Social Determinants of Health (SDoH) are the non-medical but highly critical mileau of experiences and environments which can drive health care needs and spending. From a public health and cost control point of view, it is a fancy way of saying that if basic life needs are not met, individuals are likely to have complex and expensive medical problems that are directly tied to those unmet needs.
SDoH is a big thing, it is the motivation for some payer-provider systems to invest in better housing or air conditioning or de-molding schools or any number of things that don’t look directly like medical care in an attempt to avert medical utilization and costs.
But it is not a panacea. The business case for SDoH spending is a complex case that is dependent on the cost of the intervention, the number of interventions needed to avert an episode and the duration during which the intervening payer can collect the positive outcomes of the intervention. I want to pull out a tweet that is a good teaching example:
Just hearing that care for an asthma attack costs $15,000. Renovating a poor quality apartment to decrease asthma attacks costs $4000. Action on social determinants of health saves lives and money – so some USA hospitals are making renovations available to asthma patients
— Kwame McKenzie (@kwame_mckenzie) September 6, 2018
For the renovation to be a good health and financial investment for a medical care paying entity (a private insurer, Medicare, Medicaid, CHIP etc) the following things need to be true.

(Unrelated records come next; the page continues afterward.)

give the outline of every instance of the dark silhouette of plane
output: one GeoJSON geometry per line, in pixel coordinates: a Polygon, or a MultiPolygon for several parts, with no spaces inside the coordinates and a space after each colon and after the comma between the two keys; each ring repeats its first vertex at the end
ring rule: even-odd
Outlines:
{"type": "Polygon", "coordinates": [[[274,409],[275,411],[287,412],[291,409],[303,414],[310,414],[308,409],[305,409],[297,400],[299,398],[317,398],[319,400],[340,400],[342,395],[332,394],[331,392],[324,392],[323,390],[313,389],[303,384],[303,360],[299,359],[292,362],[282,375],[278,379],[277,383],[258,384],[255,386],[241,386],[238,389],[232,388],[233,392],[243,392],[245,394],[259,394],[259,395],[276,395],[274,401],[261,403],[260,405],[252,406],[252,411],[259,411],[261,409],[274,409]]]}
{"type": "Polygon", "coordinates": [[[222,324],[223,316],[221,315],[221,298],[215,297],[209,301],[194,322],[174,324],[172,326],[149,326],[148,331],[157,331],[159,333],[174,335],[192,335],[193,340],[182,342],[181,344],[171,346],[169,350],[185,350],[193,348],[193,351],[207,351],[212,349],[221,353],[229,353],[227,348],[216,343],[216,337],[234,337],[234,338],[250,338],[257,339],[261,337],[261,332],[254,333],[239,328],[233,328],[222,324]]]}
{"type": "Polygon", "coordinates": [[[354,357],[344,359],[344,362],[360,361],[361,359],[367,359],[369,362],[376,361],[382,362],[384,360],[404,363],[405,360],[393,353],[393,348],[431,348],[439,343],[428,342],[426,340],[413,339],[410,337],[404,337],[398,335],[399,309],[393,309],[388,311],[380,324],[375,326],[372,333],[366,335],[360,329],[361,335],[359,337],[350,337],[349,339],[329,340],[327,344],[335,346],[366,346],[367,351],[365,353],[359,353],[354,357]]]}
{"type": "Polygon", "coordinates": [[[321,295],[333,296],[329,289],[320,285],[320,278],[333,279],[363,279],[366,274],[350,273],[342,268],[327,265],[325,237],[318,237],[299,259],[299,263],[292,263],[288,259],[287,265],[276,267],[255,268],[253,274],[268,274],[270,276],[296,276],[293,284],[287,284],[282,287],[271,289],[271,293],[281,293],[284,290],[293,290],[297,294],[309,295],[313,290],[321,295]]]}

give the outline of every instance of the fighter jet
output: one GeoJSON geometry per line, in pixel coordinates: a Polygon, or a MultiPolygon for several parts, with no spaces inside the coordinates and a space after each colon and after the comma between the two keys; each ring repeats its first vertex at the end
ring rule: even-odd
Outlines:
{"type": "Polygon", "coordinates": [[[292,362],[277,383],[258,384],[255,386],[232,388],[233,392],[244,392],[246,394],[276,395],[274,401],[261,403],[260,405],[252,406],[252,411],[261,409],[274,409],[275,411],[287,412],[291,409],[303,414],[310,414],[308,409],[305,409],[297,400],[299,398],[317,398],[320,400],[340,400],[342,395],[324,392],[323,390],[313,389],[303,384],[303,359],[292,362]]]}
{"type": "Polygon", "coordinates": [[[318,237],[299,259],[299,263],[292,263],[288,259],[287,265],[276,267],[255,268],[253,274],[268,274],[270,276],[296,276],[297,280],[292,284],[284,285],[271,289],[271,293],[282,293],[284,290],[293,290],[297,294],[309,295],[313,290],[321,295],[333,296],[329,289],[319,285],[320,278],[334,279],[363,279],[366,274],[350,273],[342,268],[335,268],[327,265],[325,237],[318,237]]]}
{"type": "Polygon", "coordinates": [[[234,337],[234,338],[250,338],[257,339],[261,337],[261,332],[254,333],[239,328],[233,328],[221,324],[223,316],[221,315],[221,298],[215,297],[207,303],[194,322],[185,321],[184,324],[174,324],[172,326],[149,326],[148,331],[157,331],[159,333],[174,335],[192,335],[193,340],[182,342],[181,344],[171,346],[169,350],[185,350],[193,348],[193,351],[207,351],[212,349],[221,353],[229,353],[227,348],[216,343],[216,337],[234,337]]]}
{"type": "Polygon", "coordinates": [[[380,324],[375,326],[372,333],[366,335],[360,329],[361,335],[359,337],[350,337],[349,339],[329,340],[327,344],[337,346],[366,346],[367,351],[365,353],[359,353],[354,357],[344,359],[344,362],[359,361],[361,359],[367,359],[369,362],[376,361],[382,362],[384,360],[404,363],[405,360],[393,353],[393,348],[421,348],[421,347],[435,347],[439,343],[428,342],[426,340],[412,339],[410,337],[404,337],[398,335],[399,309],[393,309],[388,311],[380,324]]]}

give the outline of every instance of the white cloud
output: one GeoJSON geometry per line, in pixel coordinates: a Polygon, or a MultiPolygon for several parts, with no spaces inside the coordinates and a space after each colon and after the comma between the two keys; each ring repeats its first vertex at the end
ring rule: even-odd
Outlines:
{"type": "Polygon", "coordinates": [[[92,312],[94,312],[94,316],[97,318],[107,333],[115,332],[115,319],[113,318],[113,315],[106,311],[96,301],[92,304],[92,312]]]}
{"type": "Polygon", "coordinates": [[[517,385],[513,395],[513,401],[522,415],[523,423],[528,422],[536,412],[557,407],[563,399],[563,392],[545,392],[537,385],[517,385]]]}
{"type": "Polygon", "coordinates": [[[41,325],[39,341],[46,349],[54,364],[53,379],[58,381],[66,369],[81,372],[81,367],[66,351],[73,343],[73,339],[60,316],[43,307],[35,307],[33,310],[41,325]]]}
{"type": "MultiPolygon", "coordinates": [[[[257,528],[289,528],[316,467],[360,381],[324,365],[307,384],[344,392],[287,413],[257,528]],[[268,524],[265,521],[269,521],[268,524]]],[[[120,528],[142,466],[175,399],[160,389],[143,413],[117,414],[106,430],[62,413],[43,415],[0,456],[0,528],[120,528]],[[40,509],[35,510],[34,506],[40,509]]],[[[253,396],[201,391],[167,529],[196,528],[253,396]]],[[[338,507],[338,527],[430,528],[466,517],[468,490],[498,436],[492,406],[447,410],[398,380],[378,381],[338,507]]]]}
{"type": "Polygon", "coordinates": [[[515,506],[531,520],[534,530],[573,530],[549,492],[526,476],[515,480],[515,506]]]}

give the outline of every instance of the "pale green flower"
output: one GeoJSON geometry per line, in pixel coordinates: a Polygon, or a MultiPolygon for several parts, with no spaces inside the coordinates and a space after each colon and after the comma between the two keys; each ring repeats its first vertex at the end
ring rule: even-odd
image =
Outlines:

1) 1 asthma hospitalization costing $15,000 has to be avoided for every 3.75 apartments. 3.75 is the absolute cost effective limit of the Number Needed to Treat (NNT)
2) The avoided hospitalization has to happen while the people who live in those 3.75 renovated apartments are covered by the entity that paid for the renovation.
3) The avoided hospitalizations have to happen soon enough so that the future avoided costs are still profitable to fund out of current revenue once we factor in opportunity cost of money and attention.
That is a tough business case for most preventative services to meet once we get past flu shots.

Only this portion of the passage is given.